Rojava’daki demokratik özerklik deneyimi, Öcalan’ın fikirlerinin pratikte uygulanabilirliğini gösteriyor. Ancak, İran-İsrail gibi daha karmaşık ve küresel aktörlerin dahil olduğu çatışmalarda bu modelin uygulanabilirliği konusunda ne düşünüyorsunuz?

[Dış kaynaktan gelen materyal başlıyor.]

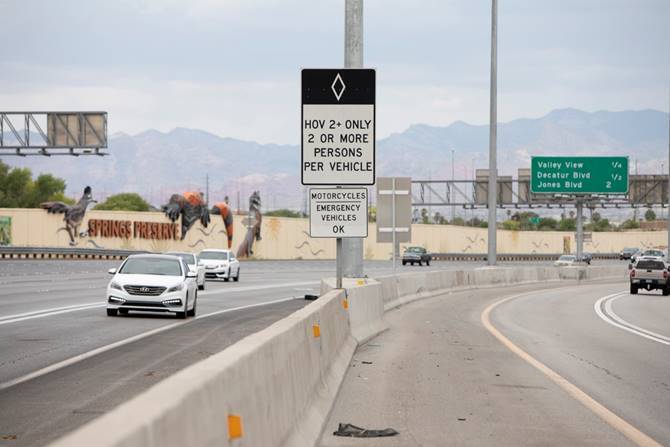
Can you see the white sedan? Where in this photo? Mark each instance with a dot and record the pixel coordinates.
(194, 264)
(153, 283)
(566, 260)
(220, 264)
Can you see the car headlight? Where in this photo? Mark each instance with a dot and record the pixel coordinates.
(176, 288)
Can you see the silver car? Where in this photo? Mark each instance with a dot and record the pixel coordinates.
(194, 264)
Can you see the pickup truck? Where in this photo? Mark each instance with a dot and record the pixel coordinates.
(650, 274)
(415, 254)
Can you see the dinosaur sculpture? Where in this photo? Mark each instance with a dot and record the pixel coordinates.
(253, 222)
(190, 206)
(74, 214)
(223, 209)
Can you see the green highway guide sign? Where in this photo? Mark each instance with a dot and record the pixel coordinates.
(579, 175)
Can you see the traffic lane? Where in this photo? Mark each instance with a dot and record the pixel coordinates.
(648, 310)
(628, 374)
(31, 345)
(43, 409)
(38, 294)
(440, 379)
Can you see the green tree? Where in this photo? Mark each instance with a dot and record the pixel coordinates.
(650, 215)
(19, 190)
(568, 224)
(547, 224)
(630, 224)
(127, 201)
(458, 221)
(512, 225)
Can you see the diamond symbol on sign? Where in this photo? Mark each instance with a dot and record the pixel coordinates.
(338, 86)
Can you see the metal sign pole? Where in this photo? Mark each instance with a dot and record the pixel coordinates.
(353, 58)
(492, 196)
(338, 263)
(580, 229)
(393, 221)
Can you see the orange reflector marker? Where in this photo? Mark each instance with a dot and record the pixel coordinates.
(234, 426)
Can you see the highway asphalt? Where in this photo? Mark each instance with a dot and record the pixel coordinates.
(64, 362)
(441, 378)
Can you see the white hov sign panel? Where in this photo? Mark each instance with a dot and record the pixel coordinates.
(338, 212)
(338, 127)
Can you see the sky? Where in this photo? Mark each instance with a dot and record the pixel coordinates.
(232, 67)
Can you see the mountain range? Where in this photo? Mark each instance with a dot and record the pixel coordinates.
(157, 164)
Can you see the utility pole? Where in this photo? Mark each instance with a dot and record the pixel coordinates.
(207, 189)
(350, 250)
(493, 124)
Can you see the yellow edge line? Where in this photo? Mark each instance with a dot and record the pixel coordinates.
(605, 414)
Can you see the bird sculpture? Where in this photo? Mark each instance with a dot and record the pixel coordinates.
(74, 214)
(223, 209)
(191, 207)
(253, 222)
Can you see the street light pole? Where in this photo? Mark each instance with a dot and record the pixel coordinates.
(451, 191)
(493, 124)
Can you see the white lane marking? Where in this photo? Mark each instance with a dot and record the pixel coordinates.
(263, 287)
(618, 423)
(77, 307)
(609, 316)
(117, 344)
(48, 312)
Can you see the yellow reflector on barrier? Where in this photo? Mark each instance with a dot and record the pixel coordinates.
(234, 426)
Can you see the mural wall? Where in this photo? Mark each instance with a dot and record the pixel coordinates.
(279, 238)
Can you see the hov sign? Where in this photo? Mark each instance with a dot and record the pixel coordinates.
(338, 127)
(338, 212)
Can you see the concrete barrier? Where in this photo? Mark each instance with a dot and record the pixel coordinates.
(366, 306)
(276, 387)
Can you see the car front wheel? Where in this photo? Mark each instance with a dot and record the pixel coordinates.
(184, 314)
(191, 313)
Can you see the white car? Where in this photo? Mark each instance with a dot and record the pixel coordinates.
(152, 283)
(194, 264)
(220, 264)
(566, 260)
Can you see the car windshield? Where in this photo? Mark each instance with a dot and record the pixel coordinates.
(188, 258)
(221, 255)
(650, 265)
(151, 266)
(653, 253)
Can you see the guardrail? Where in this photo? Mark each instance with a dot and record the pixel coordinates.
(473, 257)
(64, 253)
(101, 253)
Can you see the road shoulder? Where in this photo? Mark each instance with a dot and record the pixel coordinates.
(440, 379)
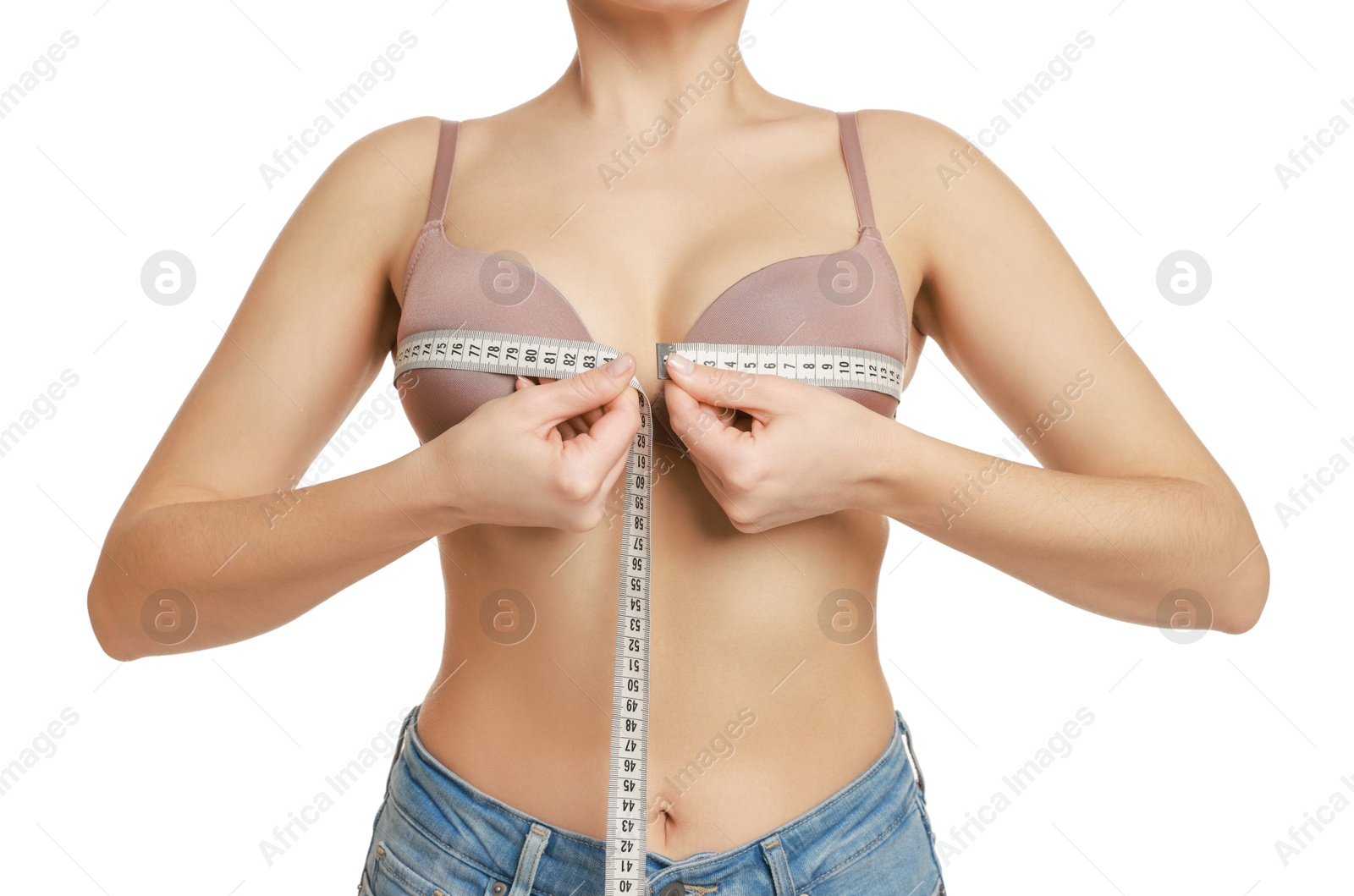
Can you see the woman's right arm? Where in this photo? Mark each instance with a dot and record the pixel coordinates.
(217, 521)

Elbette bölge devletlerine göre Rojava gibi daha küçük bir nüfusun olduğu alandaki uygulama ile on milyonları kapsayacak bir uygulamanın zorluklarını SSCB ve Çin deneyimlerinde gördük. Model örnek olup gittikçe daha büyük kitleleri sarmaya başladığında, kapitalist sisteme alternatif olabileceğini kanıtladığında, dünya oligarşisinin tahammül sınırlarını aşar ve bugünkünden farklı olarak ortak bir düşmanlıkla yüz yüze gelir. Paris Komününden bu yana, dünya oligarşisinin böyle tehditlerin karşısında kendi aralarındaki çelişkileri bir yana koyup bu seçeneği yok ettikleri örneklerle doludur. En vahimi de, Rusya’daki iç savaşın tüm dünyaya karşı bir savaşa dönüşmek zorunda kalmasıyla, yüzyüze gelinebilecek zorlukları bize somut olarak gösterir.

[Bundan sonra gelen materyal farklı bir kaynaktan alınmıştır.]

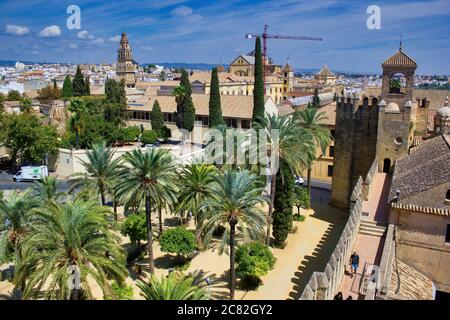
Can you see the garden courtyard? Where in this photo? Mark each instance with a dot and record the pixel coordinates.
(308, 249)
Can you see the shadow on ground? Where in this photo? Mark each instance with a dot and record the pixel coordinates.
(322, 253)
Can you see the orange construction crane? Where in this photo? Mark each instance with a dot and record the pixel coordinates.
(266, 36)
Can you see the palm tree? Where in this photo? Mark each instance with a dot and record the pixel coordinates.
(65, 238)
(312, 121)
(77, 107)
(100, 168)
(46, 190)
(147, 177)
(176, 286)
(195, 185)
(14, 224)
(287, 142)
(235, 201)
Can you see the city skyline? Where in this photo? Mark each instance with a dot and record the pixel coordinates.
(213, 32)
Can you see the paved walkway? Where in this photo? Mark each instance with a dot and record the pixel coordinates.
(368, 247)
(308, 250)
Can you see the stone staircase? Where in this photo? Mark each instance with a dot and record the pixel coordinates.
(371, 228)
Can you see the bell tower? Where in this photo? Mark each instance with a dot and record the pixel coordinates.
(126, 66)
(395, 121)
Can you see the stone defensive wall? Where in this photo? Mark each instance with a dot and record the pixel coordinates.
(323, 285)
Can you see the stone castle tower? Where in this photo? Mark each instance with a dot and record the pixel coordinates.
(287, 73)
(375, 127)
(126, 67)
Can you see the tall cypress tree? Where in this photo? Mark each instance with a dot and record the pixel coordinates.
(87, 84)
(186, 111)
(215, 108)
(78, 84)
(258, 91)
(316, 99)
(67, 88)
(120, 94)
(184, 82)
(282, 216)
(157, 118)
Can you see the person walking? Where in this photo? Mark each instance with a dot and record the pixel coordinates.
(354, 262)
(338, 296)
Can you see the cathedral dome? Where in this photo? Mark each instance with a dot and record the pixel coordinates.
(392, 107)
(444, 112)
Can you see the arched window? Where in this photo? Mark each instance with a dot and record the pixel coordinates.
(397, 83)
(387, 165)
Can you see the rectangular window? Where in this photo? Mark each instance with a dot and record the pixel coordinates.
(331, 151)
(245, 124)
(330, 171)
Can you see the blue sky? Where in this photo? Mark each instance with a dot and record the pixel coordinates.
(211, 31)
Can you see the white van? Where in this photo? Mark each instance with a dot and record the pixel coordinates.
(31, 173)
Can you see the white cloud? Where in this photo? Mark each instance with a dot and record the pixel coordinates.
(115, 38)
(147, 48)
(98, 41)
(83, 34)
(16, 30)
(194, 18)
(50, 31)
(181, 11)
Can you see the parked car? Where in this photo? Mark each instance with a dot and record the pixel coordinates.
(31, 173)
(299, 181)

Sorunların büyüdüğü yerde insanlar yerel dayanışma temelinde örgütlenmeyi kolayca terk edip bürokratik merkeziyetçi bir yapıya yönelmeye, içinden çıktıkları kapitalist toplumun ona sunduğu özendirici örnek ve yarattığı rekabet sonucu kolayca yönelebildiler. Ancak yine de kapitalizmin bünyesinden başlayarak sosyalist insanın yaratılmasını esas alan bir anlayış temelinde örgütlenip bir politik devrimden sonra da bu amacı en öne koyarak küresel düzeye varabilecek geniş çaplı dayanışma toplumlarının yaratılmasının mümkün olduğunu düşünüyorum. Bugüne kadar var olan her toplum biçimi kendisini taşıyacak insan tipinin omuzlarında yükselmiştir. Onun için dayanışmaya dayalı bir sosyalist toplum da ancak “var olmayı yanındakini var etmekle mümkün gören” dayanışmacı bir insan türünün yaratılmasıyla mümkün olabilir.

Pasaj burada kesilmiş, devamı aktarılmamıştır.